Exemplo de como o lúdico lhe era importante para instruir é uma carta que escrevera, durante viagem, para seu filho Joãozinho – de quatro anos. Eis um trecho, no qual descreve o Reino dos Céus: “Eu conheço um jardim muito lindo e divertido, onde andam muitas crianças, vestidas de roupa dourada e que recolhem bonitas maçãs debaixo das árvores, e peras, cerejas, nêsperas e ameixas, cantam, saltam e estão contentes. Também têm belos cavalinhos com arreios de ouro e selas de prata. [...] Portanto, querido Joãozinho, estude e ore sem vacilar e diga isso a Lipe e Justo também, para que também eles estudem e orem, que assim vocês vão entrar juntos no jardim” (19 de junho de 1530). Nessa mesma perspectiva de ludismo, Lutero utilizava a música como ferramenta de aproximação ao universo das crianças e dos jovens. À sua filha Madalena, compôs os hinos Num berço de palhas dormia Jesus e Eu venho a vós dos altos céus.

Devido às pestes e doenças de seu tempo, criança não contava. Afinal, não se sabia se vingaria ou não. Lutero pensou diferente e apostou nos pequenos, reservando-lhes o espaço escolar. Aos mais velhos, propôs uma reforma universitária, sugerindo ampliação dos conteúdos. Indicou a inclusão do ensino da Matemática, da Geografia, da História e de línguas. “Assim poderiam ter logo diante de si, como um espelho, a natureza, a vida, conselhos, objetivos, sucessos e fracassos do mundo inteiro. Isso serviria de orientação para seu pensamento e para posicionar-se no curso do mundo”, como explica no escrito Aos Conselhos de todas as cidades da Alemanha, para que criem e mantenham escolas (1524).

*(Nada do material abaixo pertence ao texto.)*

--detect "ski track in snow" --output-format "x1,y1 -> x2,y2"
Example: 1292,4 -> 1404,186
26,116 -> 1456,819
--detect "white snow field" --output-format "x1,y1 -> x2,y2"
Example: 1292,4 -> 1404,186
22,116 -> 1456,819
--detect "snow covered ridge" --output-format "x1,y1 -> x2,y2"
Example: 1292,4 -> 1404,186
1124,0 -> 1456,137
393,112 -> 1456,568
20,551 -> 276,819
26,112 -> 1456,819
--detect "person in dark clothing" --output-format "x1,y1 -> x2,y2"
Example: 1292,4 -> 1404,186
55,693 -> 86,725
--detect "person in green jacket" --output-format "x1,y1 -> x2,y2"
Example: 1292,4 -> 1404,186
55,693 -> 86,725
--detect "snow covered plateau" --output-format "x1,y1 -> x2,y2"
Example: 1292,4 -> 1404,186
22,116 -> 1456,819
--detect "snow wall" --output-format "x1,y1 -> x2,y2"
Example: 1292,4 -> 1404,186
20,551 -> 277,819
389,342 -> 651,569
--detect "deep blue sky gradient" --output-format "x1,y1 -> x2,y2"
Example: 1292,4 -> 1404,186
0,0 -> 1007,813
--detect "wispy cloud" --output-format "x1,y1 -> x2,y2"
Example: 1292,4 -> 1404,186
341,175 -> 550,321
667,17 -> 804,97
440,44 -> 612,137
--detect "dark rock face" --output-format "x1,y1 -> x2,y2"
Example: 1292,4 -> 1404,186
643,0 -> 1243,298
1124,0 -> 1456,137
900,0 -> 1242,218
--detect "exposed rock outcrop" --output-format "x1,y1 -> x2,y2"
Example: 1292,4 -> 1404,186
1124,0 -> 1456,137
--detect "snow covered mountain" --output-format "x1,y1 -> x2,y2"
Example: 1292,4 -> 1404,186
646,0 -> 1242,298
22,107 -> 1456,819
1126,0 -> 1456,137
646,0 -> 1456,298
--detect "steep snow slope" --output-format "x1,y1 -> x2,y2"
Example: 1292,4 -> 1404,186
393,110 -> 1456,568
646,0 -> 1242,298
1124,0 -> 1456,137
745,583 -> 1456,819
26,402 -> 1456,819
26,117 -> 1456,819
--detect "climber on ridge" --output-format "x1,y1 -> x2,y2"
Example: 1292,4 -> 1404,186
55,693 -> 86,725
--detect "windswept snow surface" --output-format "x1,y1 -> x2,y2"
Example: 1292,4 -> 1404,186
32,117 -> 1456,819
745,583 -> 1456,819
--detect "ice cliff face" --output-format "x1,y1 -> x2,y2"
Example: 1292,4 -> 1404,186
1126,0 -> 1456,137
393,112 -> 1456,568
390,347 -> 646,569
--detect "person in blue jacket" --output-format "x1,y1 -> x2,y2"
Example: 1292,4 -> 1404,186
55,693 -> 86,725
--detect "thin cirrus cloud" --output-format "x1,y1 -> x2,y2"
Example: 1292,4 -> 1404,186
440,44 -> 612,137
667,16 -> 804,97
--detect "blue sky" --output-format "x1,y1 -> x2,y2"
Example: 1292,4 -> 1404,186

Interveio pelos jovens ainda em outro aspecto: em tempos de casamentos arranjados, procurou amenizar os conflitos familiares. Disse que os filhos não deveriam ocultar de seus pais o noivado, mas os pais também não deveriam obrigar os filhos ao matrimônio – ideia embrionária no que tange à liberdade de consciência e revolucionária em termos de relação entre genitores e descendentes.

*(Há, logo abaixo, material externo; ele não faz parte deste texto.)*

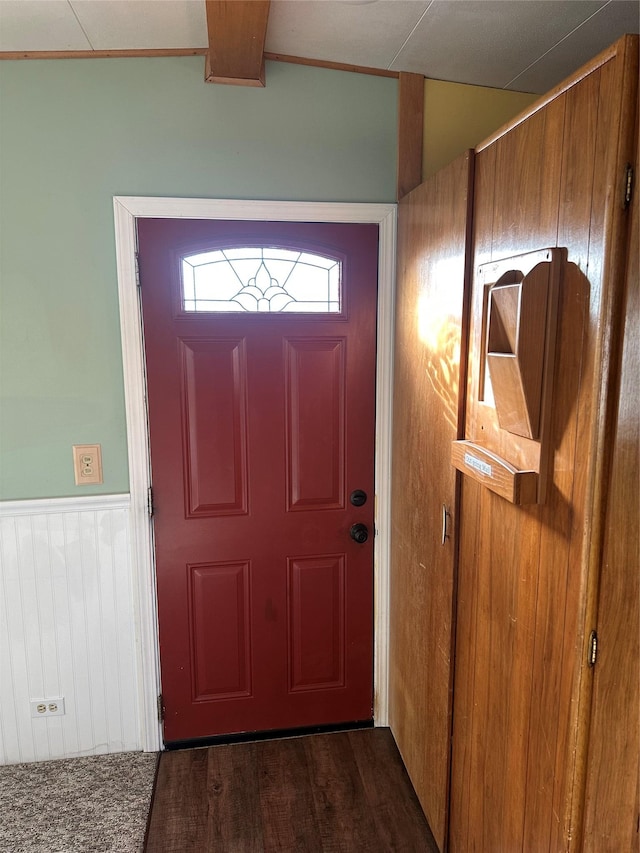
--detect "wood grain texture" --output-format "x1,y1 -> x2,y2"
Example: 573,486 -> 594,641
145,729 -> 437,853
390,152 -> 473,849
451,39 -> 637,851
397,71 -> 424,199
584,123 -> 640,853
451,441 -> 538,504
205,0 -> 270,86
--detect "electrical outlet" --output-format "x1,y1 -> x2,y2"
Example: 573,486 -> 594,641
29,696 -> 64,717
73,444 -> 102,486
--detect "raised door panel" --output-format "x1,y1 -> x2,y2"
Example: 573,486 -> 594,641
390,152 -> 473,849
180,339 -> 248,517
285,338 -> 347,510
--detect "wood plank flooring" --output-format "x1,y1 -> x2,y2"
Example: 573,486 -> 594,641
145,728 -> 437,853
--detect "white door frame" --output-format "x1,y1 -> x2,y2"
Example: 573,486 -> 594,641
113,196 -> 396,751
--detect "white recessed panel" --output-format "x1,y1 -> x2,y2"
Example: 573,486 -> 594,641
393,0 -> 604,88
508,0 -> 640,93
0,0 -> 91,51
72,0 -> 207,50
265,0 -> 429,68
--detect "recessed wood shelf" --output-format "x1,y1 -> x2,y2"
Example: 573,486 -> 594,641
451,441 -> 538,504
452,247 -> 567,504
486,261 -> 557,439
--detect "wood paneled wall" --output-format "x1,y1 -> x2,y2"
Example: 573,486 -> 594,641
450,38 -> 637,851
389,152 -> 473,849
0,495 -> 142,764
584,131 -> 640,853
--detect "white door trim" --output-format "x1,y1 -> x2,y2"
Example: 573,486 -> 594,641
113,196 -> 396,751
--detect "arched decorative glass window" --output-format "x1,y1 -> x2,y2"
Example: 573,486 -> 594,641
182,246 -> 342,314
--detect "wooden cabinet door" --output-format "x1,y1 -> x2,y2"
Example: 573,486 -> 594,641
390,152 -> 473,850
450,38 -> 638,853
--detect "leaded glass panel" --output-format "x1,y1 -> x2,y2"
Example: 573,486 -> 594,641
182,246 -> 342,314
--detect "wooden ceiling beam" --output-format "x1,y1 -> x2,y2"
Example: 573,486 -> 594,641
205,0 -> 270,86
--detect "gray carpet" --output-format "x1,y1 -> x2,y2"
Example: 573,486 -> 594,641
0,752 -> 157,853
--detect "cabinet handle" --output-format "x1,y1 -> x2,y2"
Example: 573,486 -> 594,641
441,504 -> 451,545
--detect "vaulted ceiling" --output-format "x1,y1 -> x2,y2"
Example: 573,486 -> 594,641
0,0 -> 640,93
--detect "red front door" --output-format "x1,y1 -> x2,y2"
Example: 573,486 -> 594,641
138,219 -> 378,742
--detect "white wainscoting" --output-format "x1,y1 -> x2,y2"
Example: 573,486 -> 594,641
0,495 -> 143,764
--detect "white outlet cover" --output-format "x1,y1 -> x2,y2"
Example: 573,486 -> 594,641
29,696 -> 64,717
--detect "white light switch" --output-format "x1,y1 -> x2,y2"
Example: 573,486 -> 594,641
73,444 -> 102,486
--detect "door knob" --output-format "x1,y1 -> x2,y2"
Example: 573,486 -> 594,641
349,524 -> 369,545
349,489 -> 367,506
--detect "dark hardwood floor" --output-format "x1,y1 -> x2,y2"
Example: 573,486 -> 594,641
145,728 -> 437,853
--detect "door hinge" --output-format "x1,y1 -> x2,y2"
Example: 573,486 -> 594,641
588,631 -> 598,666
624,163 -> 633,210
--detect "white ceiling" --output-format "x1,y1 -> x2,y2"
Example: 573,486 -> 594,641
0,0 -> 640,93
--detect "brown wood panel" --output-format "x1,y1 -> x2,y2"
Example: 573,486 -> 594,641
584,126 -> 640,853
205,0 -> 270,86
451,96 -> 564,850
397,71 -> 424,199
145,729 -> 437,853
390,153 -> 473,849
451,40 -> 637,851
523,61 -> 600,849
559,36 -> 638,850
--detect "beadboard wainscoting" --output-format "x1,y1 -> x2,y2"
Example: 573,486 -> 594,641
0,495 -> 143,764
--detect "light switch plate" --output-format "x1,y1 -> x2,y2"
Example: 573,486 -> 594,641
73,444 -> 102,486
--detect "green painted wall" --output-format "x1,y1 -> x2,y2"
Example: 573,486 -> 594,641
422,80 -> 539,178
0,57 -> 397,500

De modo geral, seu olhar sobre a juventude orienta para o ensino amplo, que ultrapassa as temáticas religiosas, com o intuito de preparar os jovens para a vida e para o mundo. Ademais, discute os limites hierárquicos dos pais e professores, recomendando conversa e aproximação com os mais novos. Aos jovens, especificamente, garante o direito de questionar e estudar – fazendo uma nova leitura do quarto mandamento do Decálogo. Com isso, está sugerindo diálogo entre as gerações – o que é novidade para seu tempo e servirá de orientação para o futuro, incluindo-se os nossos dias.